Competition is the key. Through carefully considered policies and great attention to detail in contracting arrangements, we can ensure competition and head off the development of the monopoly in your bad dream… I hope! At present, there are only a few players in this market. But if hundreds-of-billions come into play, other parties will emerge. Our challenge on the government side is to ensure there is a level playing field and a truly competitive market.
Thanks for the quick and thoughtful response, Curtis. You’re correct in identifying careful construction of policy and regulatory frameworks is a key. That in turn requires a number of extended national and international conversations. Much of this has been underway for years… But all parties have to stay engaged and focused.
Unfortunately, the rather-too-visible hand of regulation makes this nightmare all too realistic. It’s a big reason why the number of business “deaths” exceeds the number of new businesses. If we look at the number of approved applications for new community banks, we’ve gone from more than 100 per year from 2000-2009, to less than two(!) a year since.
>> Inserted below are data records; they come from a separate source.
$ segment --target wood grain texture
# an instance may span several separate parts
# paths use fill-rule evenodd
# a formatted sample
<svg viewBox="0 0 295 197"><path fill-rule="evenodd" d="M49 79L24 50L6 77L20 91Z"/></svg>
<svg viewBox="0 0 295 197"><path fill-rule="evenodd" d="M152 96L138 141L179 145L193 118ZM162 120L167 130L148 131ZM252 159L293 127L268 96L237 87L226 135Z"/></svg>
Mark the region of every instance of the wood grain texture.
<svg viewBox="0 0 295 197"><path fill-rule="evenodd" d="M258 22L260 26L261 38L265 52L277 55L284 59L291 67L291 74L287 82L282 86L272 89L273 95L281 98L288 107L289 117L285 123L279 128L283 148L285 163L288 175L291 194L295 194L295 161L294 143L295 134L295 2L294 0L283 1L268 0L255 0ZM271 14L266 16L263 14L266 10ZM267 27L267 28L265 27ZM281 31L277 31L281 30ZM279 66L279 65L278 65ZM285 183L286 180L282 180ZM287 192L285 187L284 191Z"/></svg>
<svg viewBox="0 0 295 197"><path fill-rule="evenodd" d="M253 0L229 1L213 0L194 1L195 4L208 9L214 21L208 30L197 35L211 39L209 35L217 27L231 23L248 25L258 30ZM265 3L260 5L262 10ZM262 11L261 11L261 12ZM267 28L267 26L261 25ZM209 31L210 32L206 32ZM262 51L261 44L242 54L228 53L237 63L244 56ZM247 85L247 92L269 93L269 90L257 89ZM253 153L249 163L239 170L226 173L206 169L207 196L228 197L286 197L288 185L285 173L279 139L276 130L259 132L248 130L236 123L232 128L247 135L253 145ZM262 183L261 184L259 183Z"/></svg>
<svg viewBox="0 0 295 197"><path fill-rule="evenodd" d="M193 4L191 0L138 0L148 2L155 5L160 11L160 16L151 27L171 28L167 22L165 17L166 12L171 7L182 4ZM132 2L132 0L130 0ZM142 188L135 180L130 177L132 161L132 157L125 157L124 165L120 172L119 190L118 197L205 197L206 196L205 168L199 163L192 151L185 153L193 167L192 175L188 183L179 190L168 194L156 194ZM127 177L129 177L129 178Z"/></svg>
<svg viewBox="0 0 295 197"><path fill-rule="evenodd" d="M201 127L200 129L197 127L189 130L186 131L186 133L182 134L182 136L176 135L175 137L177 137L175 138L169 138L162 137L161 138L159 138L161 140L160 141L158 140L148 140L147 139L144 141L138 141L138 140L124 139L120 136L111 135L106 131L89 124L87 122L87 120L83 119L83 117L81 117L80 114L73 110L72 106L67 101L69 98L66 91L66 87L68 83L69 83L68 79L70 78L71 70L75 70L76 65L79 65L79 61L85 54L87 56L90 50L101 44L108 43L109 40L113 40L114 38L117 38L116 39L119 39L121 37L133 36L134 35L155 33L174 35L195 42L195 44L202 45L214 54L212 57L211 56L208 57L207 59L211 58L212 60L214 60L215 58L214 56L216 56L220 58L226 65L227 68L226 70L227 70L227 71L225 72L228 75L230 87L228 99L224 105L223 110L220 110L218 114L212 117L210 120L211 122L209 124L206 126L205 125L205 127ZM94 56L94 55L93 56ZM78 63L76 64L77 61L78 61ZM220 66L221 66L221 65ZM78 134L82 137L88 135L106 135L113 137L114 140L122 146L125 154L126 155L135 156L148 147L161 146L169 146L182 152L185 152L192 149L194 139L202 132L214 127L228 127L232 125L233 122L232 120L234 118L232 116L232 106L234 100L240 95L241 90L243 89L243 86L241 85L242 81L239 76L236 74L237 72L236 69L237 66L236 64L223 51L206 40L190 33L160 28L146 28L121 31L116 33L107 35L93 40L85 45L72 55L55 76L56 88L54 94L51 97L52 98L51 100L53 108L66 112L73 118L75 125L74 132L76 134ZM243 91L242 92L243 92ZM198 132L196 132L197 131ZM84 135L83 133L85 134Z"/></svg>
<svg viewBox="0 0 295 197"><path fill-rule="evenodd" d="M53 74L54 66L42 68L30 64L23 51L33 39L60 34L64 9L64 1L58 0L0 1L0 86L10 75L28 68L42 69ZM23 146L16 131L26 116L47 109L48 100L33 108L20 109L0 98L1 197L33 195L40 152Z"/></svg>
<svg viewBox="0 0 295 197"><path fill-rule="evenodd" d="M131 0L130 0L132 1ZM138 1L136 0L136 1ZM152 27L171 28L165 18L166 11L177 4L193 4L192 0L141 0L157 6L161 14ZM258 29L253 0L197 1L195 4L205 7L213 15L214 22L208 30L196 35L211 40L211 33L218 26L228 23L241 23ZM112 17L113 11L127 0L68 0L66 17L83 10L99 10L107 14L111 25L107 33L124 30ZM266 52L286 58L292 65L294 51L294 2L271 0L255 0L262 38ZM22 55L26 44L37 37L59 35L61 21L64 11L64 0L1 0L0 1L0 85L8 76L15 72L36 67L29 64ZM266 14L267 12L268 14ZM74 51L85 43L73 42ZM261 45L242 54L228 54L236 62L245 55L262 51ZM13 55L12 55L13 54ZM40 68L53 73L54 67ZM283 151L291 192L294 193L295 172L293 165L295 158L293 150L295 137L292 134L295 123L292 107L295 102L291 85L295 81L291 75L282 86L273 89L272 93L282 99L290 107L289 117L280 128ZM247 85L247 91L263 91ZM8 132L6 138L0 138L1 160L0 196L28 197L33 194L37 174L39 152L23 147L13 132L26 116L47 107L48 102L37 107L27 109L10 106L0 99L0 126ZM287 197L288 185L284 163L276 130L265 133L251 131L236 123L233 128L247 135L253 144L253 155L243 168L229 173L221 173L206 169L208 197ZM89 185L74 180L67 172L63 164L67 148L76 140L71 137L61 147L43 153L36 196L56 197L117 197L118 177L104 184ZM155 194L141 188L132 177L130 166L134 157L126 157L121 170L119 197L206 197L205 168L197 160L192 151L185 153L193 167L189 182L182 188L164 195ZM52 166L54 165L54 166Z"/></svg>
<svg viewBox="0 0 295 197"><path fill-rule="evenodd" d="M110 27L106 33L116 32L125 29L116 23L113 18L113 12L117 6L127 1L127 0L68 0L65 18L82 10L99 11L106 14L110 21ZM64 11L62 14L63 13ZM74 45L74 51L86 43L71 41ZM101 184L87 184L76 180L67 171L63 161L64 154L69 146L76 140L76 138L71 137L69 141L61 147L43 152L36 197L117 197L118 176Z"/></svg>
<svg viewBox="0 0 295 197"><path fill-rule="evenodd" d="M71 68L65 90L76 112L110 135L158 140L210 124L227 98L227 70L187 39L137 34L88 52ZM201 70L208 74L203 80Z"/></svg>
Requirements for more cash and the reduced liquidity engendered by the Federal Reserve’s policies (along with the lower potential profits from low interest rates) make it less likely that community banks will be able to compete with the regional and national banks. You might say “Who cares?” We all should. Community banks are the most likely fund-ers of startups.
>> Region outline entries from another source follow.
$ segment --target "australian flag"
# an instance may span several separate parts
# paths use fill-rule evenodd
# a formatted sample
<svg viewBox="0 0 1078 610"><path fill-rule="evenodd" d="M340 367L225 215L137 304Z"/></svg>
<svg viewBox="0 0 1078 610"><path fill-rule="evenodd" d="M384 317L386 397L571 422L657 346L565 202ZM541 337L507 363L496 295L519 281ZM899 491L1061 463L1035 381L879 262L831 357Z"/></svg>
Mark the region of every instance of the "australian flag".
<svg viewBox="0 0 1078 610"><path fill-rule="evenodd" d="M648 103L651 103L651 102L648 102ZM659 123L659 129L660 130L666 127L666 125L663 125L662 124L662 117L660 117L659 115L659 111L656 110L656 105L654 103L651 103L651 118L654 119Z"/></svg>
The other problem with regulation is that it ups the ante for the startup. If I’m an established business, I can just spread the incremental cost of regulation across my customer base. If I’m a startup, I don’t have a customer base yet, nor do I have the existing corporate infrastructure that allows the cost of regulation to be simply an increment.
Regulation that gives existing businesses an unfair advantage is simply not the answer. It subverts the Creative Destruction necessary to make our economy work. It makes your nightmare all too real.
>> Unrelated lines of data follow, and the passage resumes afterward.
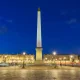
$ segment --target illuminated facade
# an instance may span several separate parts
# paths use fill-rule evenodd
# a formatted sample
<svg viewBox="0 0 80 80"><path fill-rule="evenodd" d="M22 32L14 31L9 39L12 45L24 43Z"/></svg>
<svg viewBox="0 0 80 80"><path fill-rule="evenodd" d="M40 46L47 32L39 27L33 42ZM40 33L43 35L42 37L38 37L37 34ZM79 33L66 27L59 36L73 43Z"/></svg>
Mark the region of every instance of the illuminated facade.
<svg viewBox="0 0 80 80"><path fill-rule="evenodd" d="M21 64L23 61L25 63L34 63L34 55L0 55L0 63Z"/></svg>
<svg viewBox="0 0 80 80"><path fill-rule="evenodd" d="M37 45L36 45L36 56L28 54L16 54L16 55L0 55L0 63L9 63L9 64L25 64L36 63L36 61L46 63L56 63L56 64L71 64L79 63L80 57L78 55L58 55L56 52L53 54L46 54L42 57L42 37L41 37L41 12L38 8L37 12Z"/></svg>

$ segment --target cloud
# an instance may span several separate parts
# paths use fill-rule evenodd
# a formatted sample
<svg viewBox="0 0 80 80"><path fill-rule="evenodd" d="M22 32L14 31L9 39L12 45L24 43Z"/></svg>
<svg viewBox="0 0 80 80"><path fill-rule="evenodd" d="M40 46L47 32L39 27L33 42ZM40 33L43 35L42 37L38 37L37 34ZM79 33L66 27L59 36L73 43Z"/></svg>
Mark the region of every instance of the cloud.
<svg viewBox="0 0 80 80"><path fill-rule="evenodd" d="M0 34L4 34L7 32L7 27L6 26L0 26Z"/></svg>
<svg viewBox="0 0 80 80"><path fill-rule="evenodd" d="M73 24L73 23L76 23L77 22L77 19L73 18L73 19L70 19L69 21L67 21L68 24Z"/></svg>
<svg viewBox="0 0 80 80"><path fill-rule="evenodd" d="M60 15L66 15L66 14L67 14L67 11L60 12Z"/></svg>
<svg viewBox="0 0 80 80"><path fill-rule="evenodd" d="M6 22L8 22L8 23L12 23L12 20L6 20Z"/></svg>

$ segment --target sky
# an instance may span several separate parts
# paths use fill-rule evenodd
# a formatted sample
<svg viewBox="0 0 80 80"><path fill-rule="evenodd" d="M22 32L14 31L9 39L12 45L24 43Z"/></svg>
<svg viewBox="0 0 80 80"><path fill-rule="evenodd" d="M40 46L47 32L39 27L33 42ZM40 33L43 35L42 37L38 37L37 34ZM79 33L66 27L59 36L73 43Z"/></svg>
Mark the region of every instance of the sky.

Policies and practices (“regulations” might be a strong word) that do not give unfair advantage to established businesses are rather what I had in mind.
So, John, important points, but a quick question. If some form of regulation is not the answer, what should governments do (at all levels, domestically and internationally)?
Marshall’s comment is the answer tho I don’t pretend that it’s always easy to do that. The key is for regulators to encourage competition. For example, tiered regulatory regimens that allow a ramping up of requirements as a business matures. Careful scrutiny of regulations/policies prior to promulgation to ensure that they do not curtail competition.
Along those same lines, regulations/policies should also be reviewed to determine their impacts under abnormal conditions. For example, Dodd-Franks is OK under the Federal Reserve policies prior to the Great Recession, but it is a serious impediment to economic recovery under the near zero interest rate policies that appear to be our fate for quite a long while, world-wide (and those, of course, would lead to another huge discussion someday and somewhere else!).